The resulting need for political damage control scraps the spring encounter, and Pacquiao ends up beating Miguel Cotto in a close June bout, while Floyd uses nothing but open-handed slaps to beat Mexican wunderkind Canelo Alvarez on points, on Cinco de Mayo.
After the protests in always volatile Mindanao die down and Mayweather gets free, there will be no excuses: The fight will take place November 3. Ron Paul’s independent presidential campaign will outbid all Vegas casinos, and hold the fight equidistant between Las Vegas and Manila on the recently purchased U.S.S. End The Fed, a former naval aircraft carrier serving as the pirate radio headquarters and party boat for 20,000 of the Texas congressman’s most righteously bearded 20something antiwar weed-smoking dudes.
The “Mission Accomplished” banner unfurled at fight’s end, no matter who wins, will be delicious in its irony.
The Klitschko brothers will fight for all the Commie marbles
It’s been a long, long, (indeterminable without Wikipedia’s help) time since the two Ukrainian “brothers” didn’t knock around halfassed contenders to defend their variety of heavyweight belts. Not one, but two Dragos have been beating the hell out of American heavyweights for years. I hope that you’re appropriately ashamed (fellow U.S. citizen and probable Eighties child who thought the Cold War happened in Canada).
Like any good product of Marxist dialectics, though, the Klitschko contradiction will resolve itself this year.
After Mrs. Heroes & Wladimir split this spring, citing “continental issues” i.e. philosophical differences w/r/t Wladimir being a FREAK, the often underaggressive champion decided to get his DNA analyzed.
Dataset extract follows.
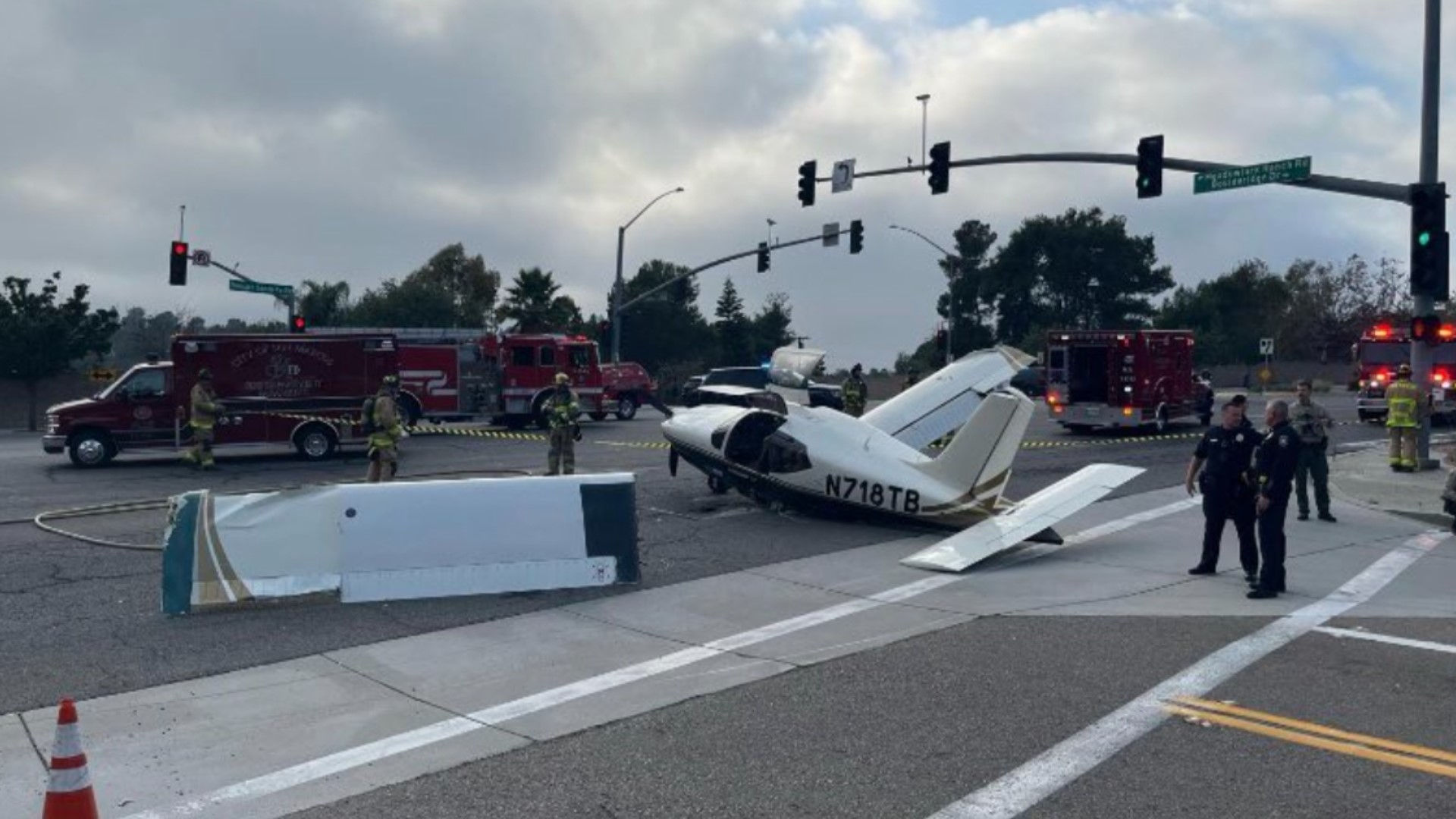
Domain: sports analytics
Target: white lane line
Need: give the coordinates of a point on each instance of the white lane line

Results resulted, and it was found that there are in actuality 307 Klitschko “brothers,” the last great gasp of the Soviet labs, and any memory the heavyweights have of a shared childhood is merely the product of hallucinatory imprinting that would’ve been just awesome, man, if Solidarity hadn’t got all up in the way, you know.
Vitali will beat his little “brother’s” ass.
Madness in the middling weights
The Klitschkos will be a big story, but the big talent and money in boxing is in the 140 through 160-pounders. There’s a slew of guys who can fight, because for some reason even the most heavily muscled or quickest of that approximate size don’t have a whole lot of other athletic options in sport.
New HBO Sports headman Ken Hershman will recognize this market opportunity and get together the biggest bracket ever to happen in the sweet science, seeding a slew of average-heighted action stars into a 32-fighter tournament, including pound-for-pounders Juan Manuel Marquez and Sergio Martinez; the brutal Brandon Rios, Marcos Maidana, and James Kirkland; Mexican stars Alvarez and Julio Cesar Chavez Jr.; and some British guys. Or so a boy can dream.
The General Public will demand the winner faces the Mayweather-Pacquiao victor. It will never happen.